1974 yılında “Uluslararası İş, Ekonomi ve Ahlâk Derneği”, 1976 yılında “İş Ahlâkı Merkezi”, 1977 yılında “Ahlâk Kaynakları Merkezi” ve 1987 yılında ise “Avrupa İş Ahlakı Örgütü” kurulmuştur.

2.1.1.4. Dördüncü Aşama (1980 ve Sonrası)

İş ahlâkına olan ilginin giderek arttığı bir dönemdir. Tüm işletme fakülteleri, iş ahlâkı konusunu inceleme alanı olarak kabul etmiştir. Hem okullarda, hem de işletmelerde yaygın bir şekilde iş ahlâkı eğitimi verilmeye başlanmıştır. 1980 yılında “Fortune 500” listesinde yer alan işletmelerin % 8’i iş ahlâkı ilkelerine (codes of conduct) sahipken, bu oran 1985 yılında

% 77’ye, 1990 yılında ise % 90’ın üzerine çıkmıştır. Bu dönemde de çok sayıda STK ve Enstitü kurulmaya devam etmiştir. (Özgener, 2004: 63)
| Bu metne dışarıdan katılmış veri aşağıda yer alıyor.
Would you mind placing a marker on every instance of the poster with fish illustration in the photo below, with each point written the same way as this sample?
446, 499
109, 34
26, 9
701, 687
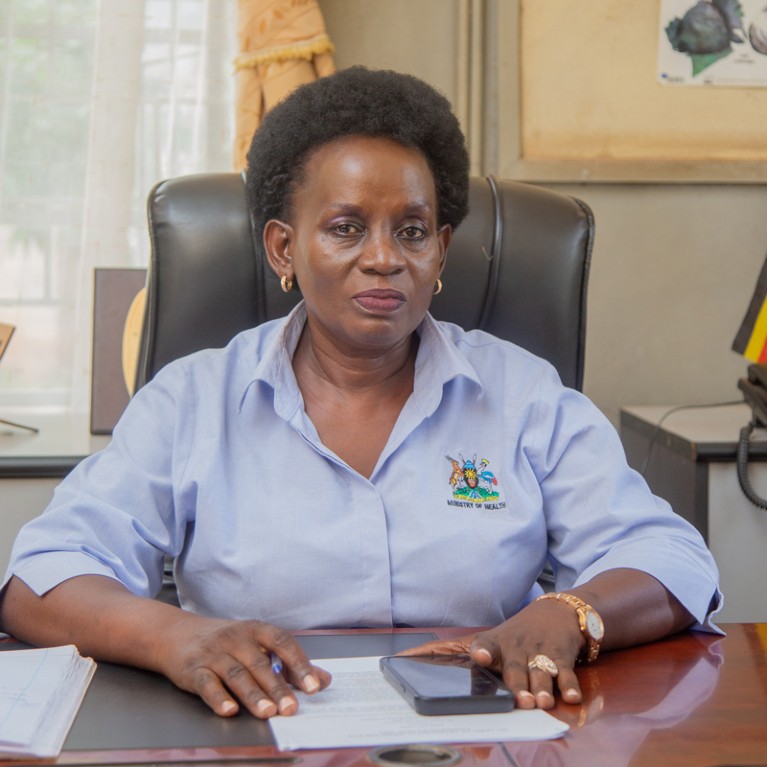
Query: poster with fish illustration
713, 42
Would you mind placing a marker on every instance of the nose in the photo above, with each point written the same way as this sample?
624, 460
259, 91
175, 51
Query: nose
382, 253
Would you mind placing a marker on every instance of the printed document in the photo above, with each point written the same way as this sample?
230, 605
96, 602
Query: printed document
40, 694
361, 708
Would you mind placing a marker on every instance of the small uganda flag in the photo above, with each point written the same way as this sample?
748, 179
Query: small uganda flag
751, 340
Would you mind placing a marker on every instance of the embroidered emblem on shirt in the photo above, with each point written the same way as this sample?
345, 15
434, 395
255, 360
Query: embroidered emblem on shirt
473, 484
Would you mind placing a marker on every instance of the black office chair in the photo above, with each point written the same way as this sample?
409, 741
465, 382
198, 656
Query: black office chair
517, 267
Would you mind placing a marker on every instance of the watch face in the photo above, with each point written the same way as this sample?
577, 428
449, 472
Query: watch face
594, 626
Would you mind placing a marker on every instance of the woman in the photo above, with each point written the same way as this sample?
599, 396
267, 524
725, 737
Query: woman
299, 477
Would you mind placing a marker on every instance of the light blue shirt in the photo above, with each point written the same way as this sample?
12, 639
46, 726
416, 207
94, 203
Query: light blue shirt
492, 467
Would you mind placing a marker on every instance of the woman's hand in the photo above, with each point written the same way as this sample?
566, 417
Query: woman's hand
542, 628
222, 661
228, 661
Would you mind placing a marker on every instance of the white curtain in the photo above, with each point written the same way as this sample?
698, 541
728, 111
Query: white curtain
98, 102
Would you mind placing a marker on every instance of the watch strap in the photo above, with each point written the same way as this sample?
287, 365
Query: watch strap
583, 611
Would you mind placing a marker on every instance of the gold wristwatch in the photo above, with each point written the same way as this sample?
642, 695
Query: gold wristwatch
589, 621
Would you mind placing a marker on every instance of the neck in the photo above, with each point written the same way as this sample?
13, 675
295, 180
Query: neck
350, 372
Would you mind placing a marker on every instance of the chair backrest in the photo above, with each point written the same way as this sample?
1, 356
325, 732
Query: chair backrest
517, 267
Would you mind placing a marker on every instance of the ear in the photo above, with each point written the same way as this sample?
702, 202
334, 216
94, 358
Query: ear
278, 238
444, 236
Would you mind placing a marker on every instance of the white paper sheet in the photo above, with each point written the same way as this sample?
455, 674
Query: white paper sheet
361, 708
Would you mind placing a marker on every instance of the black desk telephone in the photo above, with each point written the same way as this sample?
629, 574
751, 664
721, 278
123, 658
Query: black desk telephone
754, 389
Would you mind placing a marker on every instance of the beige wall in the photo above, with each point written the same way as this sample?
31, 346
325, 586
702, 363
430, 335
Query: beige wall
674, 264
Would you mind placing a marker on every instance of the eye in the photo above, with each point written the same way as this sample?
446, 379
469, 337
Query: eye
413, 232
346, 229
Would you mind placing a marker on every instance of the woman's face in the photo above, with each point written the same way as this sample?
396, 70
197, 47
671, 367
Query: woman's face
363, 242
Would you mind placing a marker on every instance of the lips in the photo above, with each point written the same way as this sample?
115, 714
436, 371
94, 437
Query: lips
380, 300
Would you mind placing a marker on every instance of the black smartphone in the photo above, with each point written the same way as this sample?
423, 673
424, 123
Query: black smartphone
446, 684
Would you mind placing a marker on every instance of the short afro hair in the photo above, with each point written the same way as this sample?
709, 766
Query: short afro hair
356, 101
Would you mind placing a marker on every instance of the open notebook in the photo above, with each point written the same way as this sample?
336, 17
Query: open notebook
40, 695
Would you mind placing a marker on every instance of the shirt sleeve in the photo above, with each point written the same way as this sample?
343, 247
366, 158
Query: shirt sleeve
116, 514
601, 514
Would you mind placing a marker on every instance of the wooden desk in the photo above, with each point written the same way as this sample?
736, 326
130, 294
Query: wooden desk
692, 700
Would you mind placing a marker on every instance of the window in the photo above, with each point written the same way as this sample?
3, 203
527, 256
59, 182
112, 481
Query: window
98, 102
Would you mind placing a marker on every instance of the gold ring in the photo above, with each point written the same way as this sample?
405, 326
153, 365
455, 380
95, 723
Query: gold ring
544, 663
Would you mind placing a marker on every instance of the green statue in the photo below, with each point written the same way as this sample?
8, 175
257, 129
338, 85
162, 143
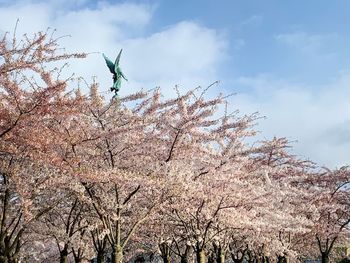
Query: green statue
117, 73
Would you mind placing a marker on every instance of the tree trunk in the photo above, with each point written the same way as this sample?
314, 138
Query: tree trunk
100, 257
282, 259
64, 256
200, 254
221, 257
165, 252
185, 256
117, 254
325, 257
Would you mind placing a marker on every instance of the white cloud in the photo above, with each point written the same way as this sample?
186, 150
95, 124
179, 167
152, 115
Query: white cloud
318, 118
185, 53
307, 43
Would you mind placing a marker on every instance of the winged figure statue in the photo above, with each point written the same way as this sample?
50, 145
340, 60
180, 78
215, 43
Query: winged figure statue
117, 73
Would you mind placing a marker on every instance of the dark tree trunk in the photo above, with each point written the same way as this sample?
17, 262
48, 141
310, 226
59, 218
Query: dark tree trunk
200, 256
117, 254
165, 252
100, 257
185, 256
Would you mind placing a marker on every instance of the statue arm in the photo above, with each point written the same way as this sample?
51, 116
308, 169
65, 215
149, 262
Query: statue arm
110, 64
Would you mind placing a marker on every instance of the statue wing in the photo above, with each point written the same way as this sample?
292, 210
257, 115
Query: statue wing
116, 63
110, 64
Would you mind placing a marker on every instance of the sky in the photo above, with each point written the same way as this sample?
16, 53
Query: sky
288, 60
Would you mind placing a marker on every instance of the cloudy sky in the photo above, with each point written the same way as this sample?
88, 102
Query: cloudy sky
289, 60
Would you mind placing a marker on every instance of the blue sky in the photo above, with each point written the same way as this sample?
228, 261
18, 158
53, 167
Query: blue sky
286, 59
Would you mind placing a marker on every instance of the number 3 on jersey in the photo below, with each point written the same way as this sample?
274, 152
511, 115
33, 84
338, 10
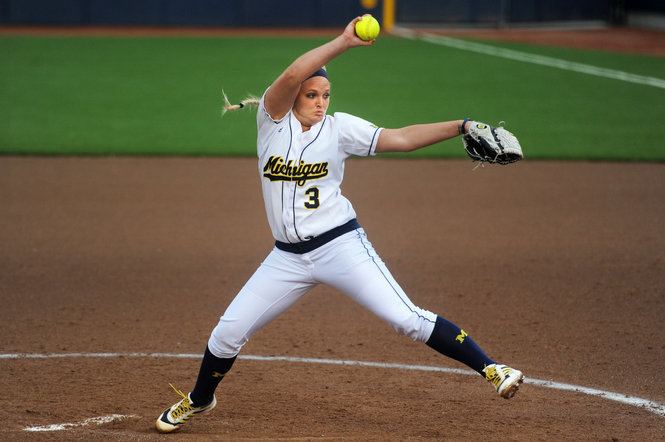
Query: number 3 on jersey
313, 194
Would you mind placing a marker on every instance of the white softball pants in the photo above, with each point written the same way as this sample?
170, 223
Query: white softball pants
347, 263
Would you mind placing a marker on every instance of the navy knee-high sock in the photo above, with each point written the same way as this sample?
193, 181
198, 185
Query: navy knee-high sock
450, 340
211, 373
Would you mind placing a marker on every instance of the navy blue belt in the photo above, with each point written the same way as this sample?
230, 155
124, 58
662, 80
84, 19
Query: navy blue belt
318, 241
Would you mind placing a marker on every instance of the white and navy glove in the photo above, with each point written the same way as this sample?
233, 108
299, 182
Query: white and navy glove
485, 143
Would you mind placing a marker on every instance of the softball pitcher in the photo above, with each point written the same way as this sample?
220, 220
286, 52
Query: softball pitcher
301, 152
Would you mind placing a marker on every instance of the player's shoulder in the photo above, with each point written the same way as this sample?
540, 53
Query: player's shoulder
344, 119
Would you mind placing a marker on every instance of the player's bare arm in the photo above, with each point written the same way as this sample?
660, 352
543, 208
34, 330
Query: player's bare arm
282, 93
409, 138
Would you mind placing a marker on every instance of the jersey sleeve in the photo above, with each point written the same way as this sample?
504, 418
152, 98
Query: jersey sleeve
357, 136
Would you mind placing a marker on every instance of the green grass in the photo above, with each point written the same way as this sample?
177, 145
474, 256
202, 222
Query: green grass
163, 95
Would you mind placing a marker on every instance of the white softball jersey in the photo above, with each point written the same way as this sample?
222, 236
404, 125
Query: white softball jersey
318, 239
301, 172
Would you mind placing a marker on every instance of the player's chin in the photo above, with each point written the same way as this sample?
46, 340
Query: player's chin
317, 117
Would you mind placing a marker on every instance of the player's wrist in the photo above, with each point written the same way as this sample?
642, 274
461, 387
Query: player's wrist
462, 127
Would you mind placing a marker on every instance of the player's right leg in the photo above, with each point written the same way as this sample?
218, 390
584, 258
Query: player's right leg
356, 269
275, 286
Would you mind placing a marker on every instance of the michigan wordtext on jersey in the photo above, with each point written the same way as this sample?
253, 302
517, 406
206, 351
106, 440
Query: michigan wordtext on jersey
277, 170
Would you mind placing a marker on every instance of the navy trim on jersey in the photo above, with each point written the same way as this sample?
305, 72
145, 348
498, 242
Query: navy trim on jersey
390, 283
370, 144
316, 242
286, 234
295, 186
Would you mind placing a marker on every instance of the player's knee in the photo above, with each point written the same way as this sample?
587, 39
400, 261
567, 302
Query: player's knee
417, 325
226, 339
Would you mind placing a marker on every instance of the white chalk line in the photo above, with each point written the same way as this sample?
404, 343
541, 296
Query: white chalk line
646, 404
99, 420
532, 58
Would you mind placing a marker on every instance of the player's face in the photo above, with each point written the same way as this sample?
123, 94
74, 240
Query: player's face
312, 101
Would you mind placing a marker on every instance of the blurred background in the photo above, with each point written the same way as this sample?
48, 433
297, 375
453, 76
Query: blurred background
576, 78
322, 13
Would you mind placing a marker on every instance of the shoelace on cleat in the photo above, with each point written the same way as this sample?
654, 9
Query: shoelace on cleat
492, 375
183, 407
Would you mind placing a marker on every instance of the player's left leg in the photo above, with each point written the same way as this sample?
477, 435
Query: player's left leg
357, 270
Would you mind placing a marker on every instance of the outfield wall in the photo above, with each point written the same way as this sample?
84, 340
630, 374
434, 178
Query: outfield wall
309, 13
312, 13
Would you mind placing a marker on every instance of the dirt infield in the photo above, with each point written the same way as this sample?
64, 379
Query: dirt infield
558, 272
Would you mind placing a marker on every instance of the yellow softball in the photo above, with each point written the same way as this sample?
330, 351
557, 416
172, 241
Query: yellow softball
367, 28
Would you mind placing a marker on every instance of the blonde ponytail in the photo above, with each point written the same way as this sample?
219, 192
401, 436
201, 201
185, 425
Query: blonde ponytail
250, 100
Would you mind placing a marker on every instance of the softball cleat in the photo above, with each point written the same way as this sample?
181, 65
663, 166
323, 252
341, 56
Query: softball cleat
506, 380
177, 414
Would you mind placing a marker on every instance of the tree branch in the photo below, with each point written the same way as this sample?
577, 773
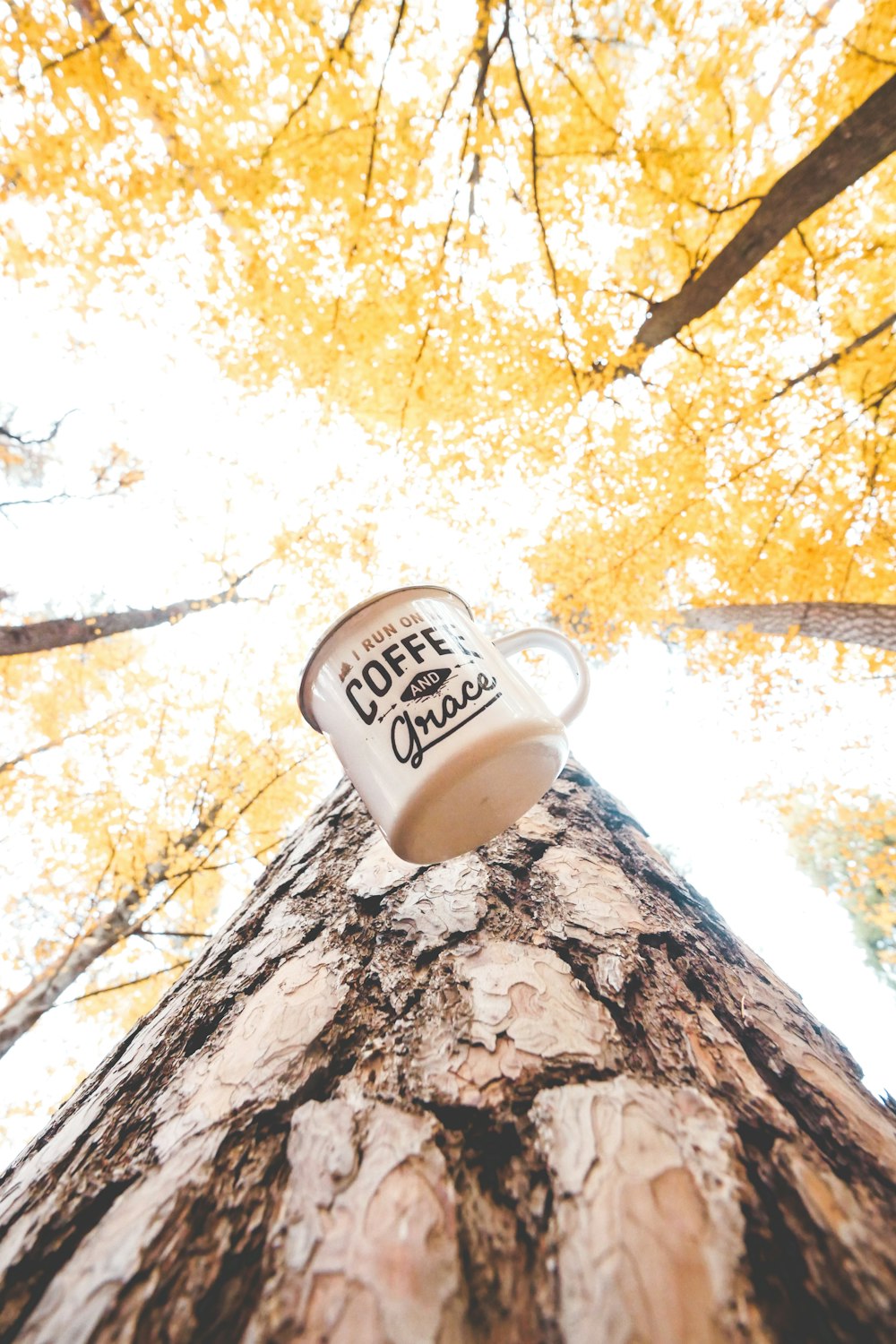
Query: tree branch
66, 631
855, 147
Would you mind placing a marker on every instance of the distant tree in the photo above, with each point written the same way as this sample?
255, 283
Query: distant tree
62, 632
465, 226
845, 841
872, 624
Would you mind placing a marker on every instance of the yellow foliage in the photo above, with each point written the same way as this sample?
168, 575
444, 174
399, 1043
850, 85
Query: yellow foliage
445, 220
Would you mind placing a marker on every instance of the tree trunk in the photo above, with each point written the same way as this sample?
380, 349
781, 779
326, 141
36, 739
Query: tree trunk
59, 633
872, 624
856, 145
538, 1093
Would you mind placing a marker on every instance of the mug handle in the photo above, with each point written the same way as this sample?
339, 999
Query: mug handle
543, 637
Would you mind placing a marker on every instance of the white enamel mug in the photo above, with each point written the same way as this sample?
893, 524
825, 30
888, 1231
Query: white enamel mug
446, 744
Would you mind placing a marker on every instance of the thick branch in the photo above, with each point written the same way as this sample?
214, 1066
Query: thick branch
871, 624
855, 147
59, 633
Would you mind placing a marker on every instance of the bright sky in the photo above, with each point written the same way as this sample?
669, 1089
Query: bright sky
680, 752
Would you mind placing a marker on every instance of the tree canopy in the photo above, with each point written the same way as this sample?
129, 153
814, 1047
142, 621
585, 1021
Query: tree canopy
618, 276
454, 220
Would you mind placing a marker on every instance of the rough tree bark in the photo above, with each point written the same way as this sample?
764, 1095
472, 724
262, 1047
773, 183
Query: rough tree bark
59, 633
872, 624
856, 145
538, 1093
1980 yılında Ahlak Kaynakları Merkezi (The Ethics Resource Center - ERC) tarafından ABD Kamu Hizmetleri Ahlak Kodu tasarlanmış, yayınlanmış ve dağıtımı yapılmıştır. Yine, 1987 yılında kurulmuş olan Amerikan Yeminli Serbest Muhasebeciler Enstitüsü (American Institute of Certified Public Accountants - AICPA) kendisine üye olan muhasebeciler için 1988 yılında bir "Mesleki Davranış Kodu" oluşturmuştur. Bu kod muhasebecilerin kamuya, müşterilere ve diğer meslektaşlarına karşı sorumluluklarını açıklamaktadır. Öte yandan, 113 ülkede 155 üye organizasyonuyla dünyadaki muhasebe uygulamalarının kalitesini yükseltmeye çaba gösteren Uluslararası Muhasebeciler Federasyonu (International Federation of Accountants - IFAC) 2001 yılında profesyonel muhasebeciler için bir ahlak kodu geliştirmiş ve benimsemiştir (IFAC, 2003). Yine Uluslararası Yönetim Muhasebecileri Enstitüsü (Institute of Management Accountants - IMA) 2000 yılında üyelerinin uyması gereken bazı ahlaki davranış standartları geliştirmiştir. Bu standartlar yeterlilik, güvenilirlik, dürüstlük, tarafsızlık ve ahlaki çatışmaların çözümü alt başlıklarından oluşmaktadır. Ayrıca bu kuruluşun bir "İş Ahlakı Merkezi" bulunmaktadır.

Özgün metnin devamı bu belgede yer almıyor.